# Electric fence



## 6ncounting (Apr 23, 2008)

we are going to put up electric fence this weekend. Since we are complete newbie's at this, I was hoping for some tips, tricks and guidance. TIA


----------



## Up North (Nov 29, 2005)

6ncounting said:


> we are going to put up electric fence this weekend. Since we are complete newbie's at this, I was hoping for some tips, tricks and guidance. TIA


What kind of livestock do you expect it to contain?
Permanent or temporary fence?
What materials are you using?


----------



## elgordo (Apr 9, 2005)

Is your fence going to be temporary or perm? For semi-perm fencing I use rebar as a post and attach with special plastic electric fence holders. I prefer rope fence for ease of use and visibility. I also drill a small hole in each plastic piece so I can thread an insulated wire through to hold the electric rope better (as needed, mainly on corners). Also drive another rebar perp to corner "post" and tie together with twine to brace corner post. This would be easier to explain with drawings!
Best of luck.
Premier Fencing has a great catalog describing diff fencing types.


----------



## bigmudder77 (Jun 9, 2008)

ya what type of live stock what are you using to hold the fence up where are you putting it at 

alot more info is needed to be able to help you out


----------



## 6ncounting (Apr 23, 2008)

we're hoping to contain our wondering Dexter herd. (only 7 ) We bought the rebar posts and the electric fence wire and some insulators from the co-op. It is to be a semi-permant training area for them as they are new to our little property and need to re-learn about boundries.


----------



## bigmudder77 (Jun 9, 2008)

i think that should work tie some like white socks or rags on it so they can see it at least thats what we did to ours


----------



## agmantoo (May 23, 2003)

The output of the fence charger is key to controlling the cattle. It is essential that the shock imprint on the cattles' brain the consequence of touching the fence. Once this happens you can confine the cattle with a poly twine. What do you have for a charger/energizer?


----------



## 6ncounting (Apr 23, 2008)

Not sure what I got by way of a charger, I do know that I have to install it in my barn as that is the nearest electrical source. It came in a brown box from the Co-op and it said that it would keep all animals out. Cost $110, the guy said it was the most affordable one that worked.


----------



## genebo (Sep 12, 2004)

I have five strands, at 10", 18", 28", 38" and 48". I think you could eliminate the 48" wire for Dexters. I got a fence plan from my USDA representative. She gave me a pamphlet with complete instructions for putting up fences of several types, plus lots of good advice. She ended up signing me up for a Virginia State program that helped me fertilize, seed and install waterers.
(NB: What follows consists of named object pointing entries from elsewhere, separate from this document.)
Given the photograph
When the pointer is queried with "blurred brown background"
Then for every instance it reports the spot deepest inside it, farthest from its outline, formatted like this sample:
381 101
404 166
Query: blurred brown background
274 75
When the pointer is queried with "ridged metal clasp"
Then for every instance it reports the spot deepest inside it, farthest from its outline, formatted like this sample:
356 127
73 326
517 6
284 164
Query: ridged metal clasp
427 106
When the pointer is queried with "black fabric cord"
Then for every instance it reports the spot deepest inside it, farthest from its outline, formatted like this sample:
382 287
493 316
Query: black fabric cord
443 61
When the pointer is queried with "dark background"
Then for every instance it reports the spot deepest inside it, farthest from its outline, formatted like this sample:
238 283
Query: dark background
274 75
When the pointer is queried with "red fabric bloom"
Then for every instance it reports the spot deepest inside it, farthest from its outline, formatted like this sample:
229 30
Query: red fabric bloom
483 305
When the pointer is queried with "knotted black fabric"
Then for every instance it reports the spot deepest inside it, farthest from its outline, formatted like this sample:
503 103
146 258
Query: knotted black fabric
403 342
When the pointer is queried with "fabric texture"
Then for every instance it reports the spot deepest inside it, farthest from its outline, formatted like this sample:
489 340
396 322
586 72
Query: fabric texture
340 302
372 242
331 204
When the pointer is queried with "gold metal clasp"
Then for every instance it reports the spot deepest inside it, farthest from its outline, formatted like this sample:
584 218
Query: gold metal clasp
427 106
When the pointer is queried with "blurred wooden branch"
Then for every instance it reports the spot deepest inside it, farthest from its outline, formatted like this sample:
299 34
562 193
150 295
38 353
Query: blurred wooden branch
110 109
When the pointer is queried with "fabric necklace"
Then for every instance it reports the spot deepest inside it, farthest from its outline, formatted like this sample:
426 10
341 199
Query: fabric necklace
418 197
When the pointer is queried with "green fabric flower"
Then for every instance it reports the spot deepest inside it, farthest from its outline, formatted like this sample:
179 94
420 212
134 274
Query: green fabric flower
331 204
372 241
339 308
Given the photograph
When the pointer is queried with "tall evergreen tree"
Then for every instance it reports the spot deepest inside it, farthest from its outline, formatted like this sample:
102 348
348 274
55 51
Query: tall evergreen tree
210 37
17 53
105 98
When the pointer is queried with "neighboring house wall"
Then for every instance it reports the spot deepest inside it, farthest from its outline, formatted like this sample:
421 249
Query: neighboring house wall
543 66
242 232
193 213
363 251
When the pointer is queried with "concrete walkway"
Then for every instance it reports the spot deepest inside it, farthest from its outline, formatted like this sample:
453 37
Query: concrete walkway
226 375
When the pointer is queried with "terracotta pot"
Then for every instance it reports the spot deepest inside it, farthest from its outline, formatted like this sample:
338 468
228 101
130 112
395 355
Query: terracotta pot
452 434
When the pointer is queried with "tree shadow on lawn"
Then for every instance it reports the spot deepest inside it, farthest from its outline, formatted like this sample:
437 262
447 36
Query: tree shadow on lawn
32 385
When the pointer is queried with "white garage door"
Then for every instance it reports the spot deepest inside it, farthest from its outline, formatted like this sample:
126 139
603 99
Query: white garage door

Most Dexters are easily controlled by minimal fences. Once in a while you'll get one that likes to wander. The best thing you can do to make your fences work is to make your pastures a place they want to be.

Genebo
Paradise Farm


----------



## Haggis (Mar 11, 2004)

I have one strand around 30 odd acres, and it ranges from knee high to waste high, depending the span between the posts. The only trouble I've had in four years is deer and bear running through the fence, knocking it down. The largest number of cattle we've had on the land was 12 mature head.


----------



## Up North (Nov 29, 2005)

6ncounting said:


> we're hoping to contain our wondering Dexter herd. (only 7 ) We bought the rebar posts and the electric fence wire and some insulators from the co-op. It is to be a semi-permant training area for them as they are new to our little property and need to re-learn about boundries.


By rebar posts I take that to mean round steel electric fenceposts. Given the materials you have chosen, I would just throw out a few ideas for you. One is to use regular steel T-Posts for your corner posts. They will bolster the strength and staying power over rebar posts only. These will require corner insulators, however. Either the white porcelain round bobbins or the plastic corner insulators can work.
To get a straight fence on the sides, Plant your corner posts first, then stretch wire out between them, then go along the taut wire and pound in your rebar posts with a heavy hammer. Then put insulators on and attach wire.
If you want a nice addition, go to TSC and buy some of the wire ratchets, and incorporate one of them into every straight run. Then when the wire starts to get loose, you can just put the ratchet handle on and tighten wire in 2 minutes time.
Click here to see ratchet:
http://www.mytscstore.com/webapp/wcs/stores/servlet/ProductDisplay_10551_10001_35999_-1______14345|14359|14362|14364|35999?listingPage=true

Also be sure fencer is grounded properly. Necessary for good performance.


----------



## bigmudder77 (Jun 9, 2008)

we use to have around 100 milking cows and our fences were mostly up we had some that the deer ran through or wild dogs and they broke it but you could hear the electric fence hitting the ground when it was down cows stayed away from it some jerseys went up to it to see but didnt go out of the fence line but for the most part it held them in if the fence was up or down we had a back up fence around most of our farm to help keep stuff out and to keep our cows in cause we lived like in a vally with woods all around


----------